I didn't pick them as points that were most extreme as of earlier years, I picked them as generically popular topics. There should be no particular temporal directionality to view counts for such pages.

Comment by VipulNaik on [QUESTION]: LessWrong web traffic data? · 2015-02-17T23:08:49.727Z · LW · GW


Comment by VipulNaik on [QUESTION]: Looking for insights from machine learning that helped improve state-of-the-art human thinking · 2014-07-25T06:49:15.752Z · LW · GW

Thanks, both of these look interesting. I'm reading the Google paper right now.

Comment by VipulNaik on Scenario analyses for technological progress for the next decade · 2014-07-16T05:37:31.100Z · LW · GW

Good question.

I'm not an expert in machine learning either, but here is what I meant.

If you're running an algorithm such as linear or logistic regression, then there are two dimension numbers that are relevant: the number of data points, and the number of features (i.e., the number of parameters). For the design matrix of the regression, the number of data points is the number of rows and the number of features/parameters is the number of columns.

Holding the number of parameters constant, it's true that if you increase the number of data points beyond a certain amount, you can get most of the value through subsampling. And even if not, more data points is not such a big issue.

But the main advantage of having more data is lost if you still use the same (small) number of features. Generally, when you have more data, you'd try to use that additional data to use a model with more features. The number of features would still be less than the number of data points. I'd say that in many cases it's about 1% of the number of data points.

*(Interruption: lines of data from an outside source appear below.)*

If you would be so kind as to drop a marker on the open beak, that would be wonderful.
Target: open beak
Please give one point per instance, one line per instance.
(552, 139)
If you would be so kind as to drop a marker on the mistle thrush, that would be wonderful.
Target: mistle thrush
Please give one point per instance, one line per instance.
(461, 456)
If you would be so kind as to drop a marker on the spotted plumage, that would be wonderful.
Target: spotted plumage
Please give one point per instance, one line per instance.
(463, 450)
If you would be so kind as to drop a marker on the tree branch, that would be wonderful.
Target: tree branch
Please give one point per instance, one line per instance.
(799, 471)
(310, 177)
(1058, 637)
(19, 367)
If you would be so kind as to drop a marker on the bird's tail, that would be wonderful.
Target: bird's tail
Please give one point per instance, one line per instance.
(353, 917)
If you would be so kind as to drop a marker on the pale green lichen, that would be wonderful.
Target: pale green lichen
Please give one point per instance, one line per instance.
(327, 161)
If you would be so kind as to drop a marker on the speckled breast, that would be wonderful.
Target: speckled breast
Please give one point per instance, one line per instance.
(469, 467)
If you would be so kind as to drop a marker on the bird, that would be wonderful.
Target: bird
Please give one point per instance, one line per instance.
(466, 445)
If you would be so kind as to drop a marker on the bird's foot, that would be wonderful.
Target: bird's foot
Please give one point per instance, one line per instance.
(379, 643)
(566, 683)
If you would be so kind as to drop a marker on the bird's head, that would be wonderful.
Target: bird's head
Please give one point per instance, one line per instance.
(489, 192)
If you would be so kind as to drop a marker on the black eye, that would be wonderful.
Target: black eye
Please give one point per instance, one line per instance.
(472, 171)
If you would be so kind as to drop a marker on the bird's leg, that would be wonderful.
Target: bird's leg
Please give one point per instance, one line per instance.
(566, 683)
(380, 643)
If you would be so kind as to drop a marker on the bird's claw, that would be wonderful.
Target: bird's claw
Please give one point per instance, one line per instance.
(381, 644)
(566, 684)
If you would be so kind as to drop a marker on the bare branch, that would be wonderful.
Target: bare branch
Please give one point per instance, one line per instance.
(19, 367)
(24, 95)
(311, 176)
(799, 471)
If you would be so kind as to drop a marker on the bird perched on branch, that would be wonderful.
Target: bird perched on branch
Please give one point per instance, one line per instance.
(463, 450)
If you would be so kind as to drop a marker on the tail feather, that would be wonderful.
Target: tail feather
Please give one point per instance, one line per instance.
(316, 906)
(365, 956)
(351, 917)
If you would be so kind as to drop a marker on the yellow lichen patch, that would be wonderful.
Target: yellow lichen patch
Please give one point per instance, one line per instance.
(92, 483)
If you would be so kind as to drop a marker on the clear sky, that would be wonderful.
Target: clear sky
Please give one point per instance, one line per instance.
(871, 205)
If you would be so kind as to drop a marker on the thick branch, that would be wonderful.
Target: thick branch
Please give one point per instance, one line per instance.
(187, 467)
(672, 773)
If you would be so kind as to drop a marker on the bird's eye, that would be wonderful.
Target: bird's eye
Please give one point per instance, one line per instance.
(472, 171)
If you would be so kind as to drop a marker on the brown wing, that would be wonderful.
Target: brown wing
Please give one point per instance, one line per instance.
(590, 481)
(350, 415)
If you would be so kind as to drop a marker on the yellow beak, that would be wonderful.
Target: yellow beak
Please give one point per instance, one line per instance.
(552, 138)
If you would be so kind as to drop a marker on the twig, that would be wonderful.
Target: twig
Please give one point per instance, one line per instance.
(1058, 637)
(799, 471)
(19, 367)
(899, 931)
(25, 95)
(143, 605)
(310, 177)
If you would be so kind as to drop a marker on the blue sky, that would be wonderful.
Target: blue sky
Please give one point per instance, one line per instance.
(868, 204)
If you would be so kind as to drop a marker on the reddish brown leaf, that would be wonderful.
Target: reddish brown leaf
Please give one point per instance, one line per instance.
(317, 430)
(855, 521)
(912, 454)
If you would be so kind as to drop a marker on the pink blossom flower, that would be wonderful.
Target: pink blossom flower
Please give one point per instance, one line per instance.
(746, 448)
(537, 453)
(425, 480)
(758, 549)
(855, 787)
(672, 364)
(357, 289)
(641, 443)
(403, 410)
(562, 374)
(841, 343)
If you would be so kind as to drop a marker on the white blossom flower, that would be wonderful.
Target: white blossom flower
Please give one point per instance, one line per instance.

Of course, you could still use the model with the smaller number of features. In that case, you're just not putting the new data to much good use. Which is fine, but not an effective use of the enlarged data set. (There may be cases where even with more data, adding more features is no use, because the model has already reached the limits of its predictive power).

For linear regression, the algorithm to solve it exactly (using normal equations) takes time that is cubic in the number of parameters (if you use the naive inverse). Although matrix inversion can in principle be done faster than cubic, it can't be faster than quadratic, which is a general lower bound. Other iterative algorithms aren't quite cubic, but they're still more than linear.

Comment by VipulNaik on Scenario analyses for technological progress for the next decade · 2014-07-16T01:06:01.868Z · LW · GW

My scenario #1 explicitly says that even in the face of a slowdown, we'll see doubling times of 10-25 years: "If the doubling time reverts to the norm seen in other cutting-edge industrial sectors, namely 10-25 years, then we'd probably see the introduction of revolutionary new product categories only about once a generation."

So I'm not predicting complete stagnation, just a slowdown where computing power gains aren't happening fast enough for us to see new products every few years.